Project Details
Physical Limnology of Ponds
Applicant
Professor Dr. Andreas Lorke
Subject Area
Hydrogeology, Hydrology, Limnology, Urban Water Management, Water Chemistry, Integrated Water Resources Management
Term
since 2025
Project identifier
Deutsche Forschungsgemeinschaft (DFG) - Project number 558095911
Small lentic (“stagnant”) aquatic ecosystems, often referred to as ponds, make up the majority of the world’s lakes by number. They play a critical role in global biogeochemical cycling and are hotspots of biodiversity. The high microbial activity and biodiversity in ponds are challenged by extreme environmental variability, including significant diel changes in temperature, which can pose severe challenges to the survival of organisms. This thermal dynamics interacts closely with prevailing hydrodynamic conditions, which control the transport of heat as well as of solutes and organisms, and affect their exposure to light and trophic interactions. While flow regimes and thermal stratification have been extensively studied in larger lakes, and reservoirs, surprisingly little is known about the physical conditions in ponds, including the temporal dynamics and spatial variability of temperature and flow velocity, and their dependence on geographic and climatic drivers. Unlike lakes and reservoirs, flows in ponds are expected to be predominantly driven by horizontal density gradients caused by differential heating and cooling. These gradients can arise from partial shading of the ponds, varying water depth, vegetation, and bed properties. This project aims to improve the mechanistic understanding of physical processes in ponds by investigating the spatial and temporal dynamics of water temperature and its role in the generation of density-driven flows and mixing from diel to seasonal time scales. To overcome existing limitations in spatially distributed measurements of temperature and flow velocity in ponds, we will develop specialized low-costs instrumentation.

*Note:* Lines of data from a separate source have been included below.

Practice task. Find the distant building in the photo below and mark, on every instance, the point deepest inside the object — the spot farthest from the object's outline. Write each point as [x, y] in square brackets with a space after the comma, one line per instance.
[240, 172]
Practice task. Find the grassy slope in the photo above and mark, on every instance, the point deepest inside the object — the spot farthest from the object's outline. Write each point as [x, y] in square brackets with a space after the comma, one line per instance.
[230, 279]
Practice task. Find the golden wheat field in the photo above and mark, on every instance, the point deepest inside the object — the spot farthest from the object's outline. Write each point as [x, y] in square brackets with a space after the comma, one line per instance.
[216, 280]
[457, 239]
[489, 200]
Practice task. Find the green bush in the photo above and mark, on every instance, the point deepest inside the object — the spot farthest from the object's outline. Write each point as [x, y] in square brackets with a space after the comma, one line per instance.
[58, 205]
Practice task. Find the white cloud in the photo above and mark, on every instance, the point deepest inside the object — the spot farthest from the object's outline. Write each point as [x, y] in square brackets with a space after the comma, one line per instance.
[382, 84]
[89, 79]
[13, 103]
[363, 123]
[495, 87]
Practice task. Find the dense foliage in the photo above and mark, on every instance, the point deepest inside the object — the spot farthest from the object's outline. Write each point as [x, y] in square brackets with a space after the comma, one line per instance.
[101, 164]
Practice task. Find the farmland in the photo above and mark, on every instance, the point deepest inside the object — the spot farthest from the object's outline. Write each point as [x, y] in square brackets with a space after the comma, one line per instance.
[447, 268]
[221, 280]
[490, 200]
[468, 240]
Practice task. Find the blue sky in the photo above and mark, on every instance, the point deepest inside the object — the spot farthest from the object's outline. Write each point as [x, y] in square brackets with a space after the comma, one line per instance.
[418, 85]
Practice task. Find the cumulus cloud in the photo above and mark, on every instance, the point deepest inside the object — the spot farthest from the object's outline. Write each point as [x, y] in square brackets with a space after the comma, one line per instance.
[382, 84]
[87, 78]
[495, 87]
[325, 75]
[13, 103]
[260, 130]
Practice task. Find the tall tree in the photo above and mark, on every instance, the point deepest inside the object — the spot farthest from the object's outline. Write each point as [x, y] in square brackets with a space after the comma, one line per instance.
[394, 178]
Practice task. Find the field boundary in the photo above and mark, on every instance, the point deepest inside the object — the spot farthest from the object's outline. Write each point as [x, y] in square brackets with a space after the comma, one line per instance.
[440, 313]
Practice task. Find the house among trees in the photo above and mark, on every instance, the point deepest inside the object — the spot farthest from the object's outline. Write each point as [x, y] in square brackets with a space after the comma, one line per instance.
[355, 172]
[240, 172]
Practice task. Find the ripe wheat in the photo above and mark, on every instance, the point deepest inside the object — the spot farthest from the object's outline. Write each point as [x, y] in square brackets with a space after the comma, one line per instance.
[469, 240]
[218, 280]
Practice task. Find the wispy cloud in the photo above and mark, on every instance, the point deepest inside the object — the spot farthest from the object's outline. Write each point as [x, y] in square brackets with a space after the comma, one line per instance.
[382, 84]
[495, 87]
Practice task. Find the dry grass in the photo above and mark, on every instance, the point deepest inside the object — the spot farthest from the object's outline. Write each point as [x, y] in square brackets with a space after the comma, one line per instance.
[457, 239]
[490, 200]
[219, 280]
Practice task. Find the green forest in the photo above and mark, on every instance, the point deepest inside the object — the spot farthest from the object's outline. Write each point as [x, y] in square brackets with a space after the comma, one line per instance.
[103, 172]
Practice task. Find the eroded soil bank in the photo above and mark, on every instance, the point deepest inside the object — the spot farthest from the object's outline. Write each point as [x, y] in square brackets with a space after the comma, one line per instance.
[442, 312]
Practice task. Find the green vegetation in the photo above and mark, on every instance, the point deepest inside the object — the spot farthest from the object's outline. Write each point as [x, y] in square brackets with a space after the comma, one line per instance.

By performing and analyzing unprecedented measurements in ponds and in experimental pond mesocosms, we will develop a mechanistic framework to describe the magnitudes of spatial and temporal variations of temperature and resulting flow velocity as a function of large-scale and site-specific drivers. This framework extends existing approaches for assessing stratification and mixing dynamics in larger lakes by considering convective flows in addition to wind-driven mechanisms. The project is expected to yield novel quantitative insights into the physical processes in pond ecosystems. The derived relationships can support physical habitat characterization in ecological assessments, inform biogeochemical models, and guide the design of constructed ponds.